The Monstrous Chamber

The Commons Chamber was rebuilt in 1945, having burned down during the Blitz. It is unknown whether these events have any bearing on the chamber’s shaky dimensional footing during the mid-to-late ’40s, but many scholars find the timing persuasive. Throughout those years the newly-built  walls and ceiling would shimmer as if seen through heat – sometimes disappearing entirely for a moment, to reveal another, far more vast interior, in which darkly Gothic galleries ascended dizzyingly. (Less often, a vision of an ‘infinite cosmos’ faded in and out around the MPs.)

It was convention among members of the house that the phenomena, if occurring during a debate, should be ignored.
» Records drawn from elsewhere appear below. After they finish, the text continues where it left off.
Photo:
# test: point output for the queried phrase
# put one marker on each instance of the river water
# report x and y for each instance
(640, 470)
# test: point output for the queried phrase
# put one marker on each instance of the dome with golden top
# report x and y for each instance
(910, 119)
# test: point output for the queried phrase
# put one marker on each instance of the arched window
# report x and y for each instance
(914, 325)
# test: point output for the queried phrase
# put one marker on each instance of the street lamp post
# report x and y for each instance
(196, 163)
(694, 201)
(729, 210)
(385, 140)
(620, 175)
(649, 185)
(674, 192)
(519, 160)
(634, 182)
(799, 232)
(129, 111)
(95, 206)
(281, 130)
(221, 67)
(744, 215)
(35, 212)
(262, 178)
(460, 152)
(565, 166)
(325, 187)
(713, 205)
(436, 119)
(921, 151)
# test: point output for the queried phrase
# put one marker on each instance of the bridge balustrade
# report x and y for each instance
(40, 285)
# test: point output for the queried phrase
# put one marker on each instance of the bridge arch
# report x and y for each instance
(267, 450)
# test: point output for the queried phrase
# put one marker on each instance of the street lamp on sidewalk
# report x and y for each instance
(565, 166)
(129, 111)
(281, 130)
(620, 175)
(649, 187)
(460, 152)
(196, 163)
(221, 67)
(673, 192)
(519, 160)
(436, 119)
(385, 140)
This convention seems to have been observed, with the notable exception of Douglas Clifton Brown, the Speaker of the House. Hansard records him loudly admonishing the ‘monstrous chamber’. More regularly – and famously – he would interrupt the flow of debate to implore the walls around him to, “Hold fast! Hold”.

The Delphi Committee

It is the 1960s, and an elite club of Tory MPs meet in secret to discuss ways to influence party policy, and better combat the ‘socialist threat’. So far, so unsurprising. Until you learn of their meeting place.

Behind a panel somewhere in the corridors leading to the whips’ offices, there is a door to a silent and unpopulated cityscape, where wide piazzas are bordered by gleaming white columns, and great blank pediments tower over shadowy porticos. There are no clouds in the sky, and no sun. A strange light illuminates the place.
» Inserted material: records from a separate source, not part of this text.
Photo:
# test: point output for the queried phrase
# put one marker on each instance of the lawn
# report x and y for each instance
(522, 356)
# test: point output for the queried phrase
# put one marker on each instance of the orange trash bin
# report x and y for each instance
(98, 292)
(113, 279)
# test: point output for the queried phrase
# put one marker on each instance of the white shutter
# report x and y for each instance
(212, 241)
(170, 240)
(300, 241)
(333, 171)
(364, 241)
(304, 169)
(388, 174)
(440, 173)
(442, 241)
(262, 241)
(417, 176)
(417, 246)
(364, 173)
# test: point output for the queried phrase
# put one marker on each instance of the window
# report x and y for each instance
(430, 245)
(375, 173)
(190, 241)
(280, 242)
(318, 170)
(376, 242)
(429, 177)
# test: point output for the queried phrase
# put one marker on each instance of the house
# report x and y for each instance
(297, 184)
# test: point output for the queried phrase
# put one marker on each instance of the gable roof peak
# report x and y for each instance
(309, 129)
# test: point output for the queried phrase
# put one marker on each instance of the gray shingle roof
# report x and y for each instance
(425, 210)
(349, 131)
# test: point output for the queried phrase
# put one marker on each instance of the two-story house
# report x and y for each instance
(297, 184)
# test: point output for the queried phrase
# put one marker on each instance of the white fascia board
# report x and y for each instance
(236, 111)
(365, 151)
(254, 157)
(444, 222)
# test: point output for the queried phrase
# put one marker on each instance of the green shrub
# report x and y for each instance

According to the unpublished memoirs of one former member, the practice came to an end when longtime members began to show signs of what they named Delphi Decay, a strange discolouring and weakening of skin, teeth and hair. Until then, he writes, nobody seemed to know or care what the place was – or how the gateway to it had opened. But the secrecy emboldened them: “I balk, in the mellowing of my dotage, at the hate-filled schemes proffered to those unearthly, echoless piazzas; to that deathly, breezeless air”.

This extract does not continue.